In dat verband dient aansluiting te worden gezocht bij de oriëntatiepunten straftoemeting, waarin het gebruikelijke rechterlijke straftoemetingsbeleid van het Hof en de Gerechten in eerste aanleg zijn neerslag heeft gevonden. Daarbij is in de oriëntatiepunten aangegeven dat de jonge leeftijd van slachtoffers, het meermalen plegen, de lange duur en misbruik van overwicht of vertrouwen strafverhogend zijn. In casu gaat het om twee slachtoffers.

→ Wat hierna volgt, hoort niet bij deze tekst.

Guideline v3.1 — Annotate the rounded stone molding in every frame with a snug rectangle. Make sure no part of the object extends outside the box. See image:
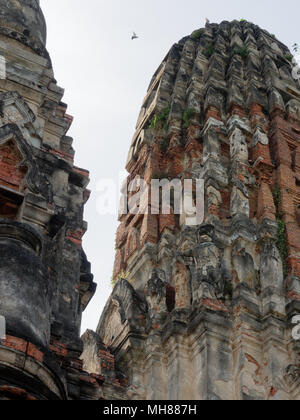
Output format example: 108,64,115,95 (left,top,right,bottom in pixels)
0,219,43,256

Bij de strafoplegging heeft het Gerecht acht geslagen op de justitiële documentatie betreffende de verdachte, waaruit blijkt dat de verdachte niet eerder is veroordeeld voor het plegen van strafbare feiten.
Het Gerecht houdt voorts rekening met de persoonlijke omstandigheden van de verdachte, zoals deze blijken uit de over haar uitgebrachte rapporten van de reclassering en de psycholoog drs. M. Boekhoudt.
Het Gerecht heeft acht geslagen op het rapport van de psycholoog drs. M. Boekhoudt d.d. 11 april 2022. In het psychologisch rapport wordt vermeld dat de verdachte een zwakbegaafd intelligentieniveau heeft, maar dat er geen aanwijzingen zijn voor een persoonlijkheids- of ontwikkelingsstoornis. De verdachte ziet het verschil tussen goed en fout en kan de consequenties van haar eigen gedrag overzien. De psycholoog acht de verdachte volledig toerekeningsvatbaar. De kans op recidive zonder behandeling en begeleiding wordt als laag tot matig ingeschat. Het Gerecht neemt deze conclusie over en maakt deze tot de hare.
Het Gerecht is, na dit een en ander te hebben afgewogen, tot de slotsom gekomen dat een gevangenisstraf voor de duur van vier jaren passend en geboden is. Daarbij heeft het Gerecht betrokken de oriëntatiepunten straftoemeting en dat de feiten de verdachte volledig kunnen worden toegerekend. De verdachte zal daartoe dan ook worden veroordeeld.
In beslag genomen voorwerp
Aan de orde is voorts het onder de verdachte in beslag genomen en nog niet teruggegeven voorwerp.
Teruggave aan de verdachte
De onder de verdachte in beslag genomen mobiele telefoon behoort toe aan de verdachte. Het Gerecht zal de teruggave daarvan aan de verdachte gelasten, nu het voorwerp niet vatbaar is voor verbeurdverklaring dan wel onttrekking aan het verkeer.
Toepasselijke wettelijke voorschriften
De op te leggen straf is, behalve op de reeds aangehaalde wettelijke voorschriften, gegrond op de artikelen 1:62 en 1:136 van het Wetboek van Strafrecht van Aruba, zoals deze luidden ten tijde van het bewezen verklaarde.